Jane is a brave, strong, ferociously independent and loving human being, I see so much love pouring out of her for her dogs, she simply lights up at the sight of each one of them, never minds being snuggled, bumped, licked and nuzzled, she cannot do enough for them. In her life, she has suffered much and struggled much, she is ready for peace and meaning on her own terms.
And she is happy for me, too, I think, she and Maria were so easy with one another. I found that the love in me needed a human outlet, that is what I always wanted, that is, in a way, where my dogs led me, they showed me how to love, I think, until I could find what I felt in my heart was the real thing – Maria. Perhaps this is the real message of my family, so my love looking for a place to live, to be.
I was unnerved at first during this visit, I felt overwhelmed by these dogs, they are huge and take up almost all of the space in the house. Jane loves her dogs so much she can’t quite comprehend my discomfort, I’m not sure she even saw it. I don’t think I could live with them in my small farmhouse or any house, it was simply too much for me in that small space. But it is not too much for Jane, and it has worked well and happily for her, there are many people reading this post who will understand her life as well or better than me, and relate to its deep meaning. It is a pure life with animals, this house is about her and them. A love of unconditional love and nurture. A life where trust and connection can put down roots and grow again. I’m not sure I can do that, not even a brother, not even a witness.

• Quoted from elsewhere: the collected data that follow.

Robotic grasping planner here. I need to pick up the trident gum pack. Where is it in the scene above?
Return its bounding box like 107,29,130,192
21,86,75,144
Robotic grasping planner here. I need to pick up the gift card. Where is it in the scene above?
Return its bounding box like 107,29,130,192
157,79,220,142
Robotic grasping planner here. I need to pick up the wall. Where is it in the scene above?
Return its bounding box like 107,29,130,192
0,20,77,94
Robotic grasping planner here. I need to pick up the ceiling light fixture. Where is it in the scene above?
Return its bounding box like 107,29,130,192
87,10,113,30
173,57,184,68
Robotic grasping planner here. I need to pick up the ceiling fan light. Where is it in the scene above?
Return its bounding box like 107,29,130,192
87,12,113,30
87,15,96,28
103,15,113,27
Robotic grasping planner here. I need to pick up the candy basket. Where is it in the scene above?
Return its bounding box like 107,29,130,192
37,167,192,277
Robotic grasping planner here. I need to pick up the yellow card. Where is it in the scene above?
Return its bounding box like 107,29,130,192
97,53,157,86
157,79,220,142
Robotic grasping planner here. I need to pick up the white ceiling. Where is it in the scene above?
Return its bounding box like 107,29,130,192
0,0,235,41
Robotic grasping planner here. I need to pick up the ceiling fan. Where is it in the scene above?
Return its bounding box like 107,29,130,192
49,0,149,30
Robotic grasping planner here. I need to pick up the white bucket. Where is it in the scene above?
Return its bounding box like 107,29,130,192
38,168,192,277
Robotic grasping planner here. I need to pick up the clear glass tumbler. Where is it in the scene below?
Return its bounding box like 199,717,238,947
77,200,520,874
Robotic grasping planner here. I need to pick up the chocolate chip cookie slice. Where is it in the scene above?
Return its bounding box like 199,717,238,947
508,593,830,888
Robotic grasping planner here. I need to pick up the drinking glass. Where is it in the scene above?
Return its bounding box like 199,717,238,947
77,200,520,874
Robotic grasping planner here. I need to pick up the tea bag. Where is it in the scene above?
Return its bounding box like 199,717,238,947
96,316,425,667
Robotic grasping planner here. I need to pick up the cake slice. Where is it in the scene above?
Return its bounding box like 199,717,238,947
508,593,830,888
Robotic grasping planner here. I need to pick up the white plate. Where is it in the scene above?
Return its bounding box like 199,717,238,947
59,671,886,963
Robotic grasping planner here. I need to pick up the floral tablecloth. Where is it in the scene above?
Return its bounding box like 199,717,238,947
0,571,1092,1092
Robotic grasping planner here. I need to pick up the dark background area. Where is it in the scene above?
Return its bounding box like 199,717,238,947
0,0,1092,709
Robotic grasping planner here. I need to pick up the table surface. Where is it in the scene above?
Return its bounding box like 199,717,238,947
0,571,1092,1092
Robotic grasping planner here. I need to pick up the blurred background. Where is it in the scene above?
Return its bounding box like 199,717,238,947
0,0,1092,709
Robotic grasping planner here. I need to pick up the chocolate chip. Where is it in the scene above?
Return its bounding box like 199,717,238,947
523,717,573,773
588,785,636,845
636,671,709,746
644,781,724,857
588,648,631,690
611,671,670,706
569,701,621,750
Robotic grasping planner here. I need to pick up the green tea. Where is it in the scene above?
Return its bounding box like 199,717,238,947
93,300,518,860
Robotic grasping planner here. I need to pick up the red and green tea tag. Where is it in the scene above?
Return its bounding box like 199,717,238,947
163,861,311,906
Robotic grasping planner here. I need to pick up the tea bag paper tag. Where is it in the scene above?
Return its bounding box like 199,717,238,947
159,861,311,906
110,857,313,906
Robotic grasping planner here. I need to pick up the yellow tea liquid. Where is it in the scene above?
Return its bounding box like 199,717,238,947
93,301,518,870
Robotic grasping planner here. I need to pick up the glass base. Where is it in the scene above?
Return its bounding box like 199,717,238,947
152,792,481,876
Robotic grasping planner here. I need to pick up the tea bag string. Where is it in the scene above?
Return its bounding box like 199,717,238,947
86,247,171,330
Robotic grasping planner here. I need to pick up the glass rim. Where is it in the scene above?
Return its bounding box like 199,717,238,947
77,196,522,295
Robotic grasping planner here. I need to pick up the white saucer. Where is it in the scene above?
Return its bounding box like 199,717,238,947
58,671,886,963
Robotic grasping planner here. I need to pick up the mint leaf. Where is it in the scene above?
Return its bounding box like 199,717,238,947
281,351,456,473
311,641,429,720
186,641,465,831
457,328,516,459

On this visit, discomfort and wariness gave way to acceptance, I appreciate the great love and heart in my sister, I admire her courage in setting out to find the life she wanted, she has a bad knee and poor sight in one eye, nothing seems to slow or deter her, and she lives without apology or explanation, sorry for her mistakes, determined to move ahead. “Are you okay about visiting”,” she asked me, “sure, I said, I’m okay.”
It was not a simple visit, it never is, it never can be. We are learning to get comfortable with one another, it only took us about a half-century. I gave Jane a pile of books and I hope to visit her again soon. Acceptance is a growing notion in my mind these days, I think it is the pathway to true love, knowledge, peace of mind, a spiritual life, of the beginning of an, understanding of what it means to be a human being and to live a human life.
Jane and I share an unbreakable connection, we are sacred witnesses to one another’s lives, for all of our worries and twists and turns and judgements, here we are, after all this time, brother and sister, bound in the great dance. It was always there.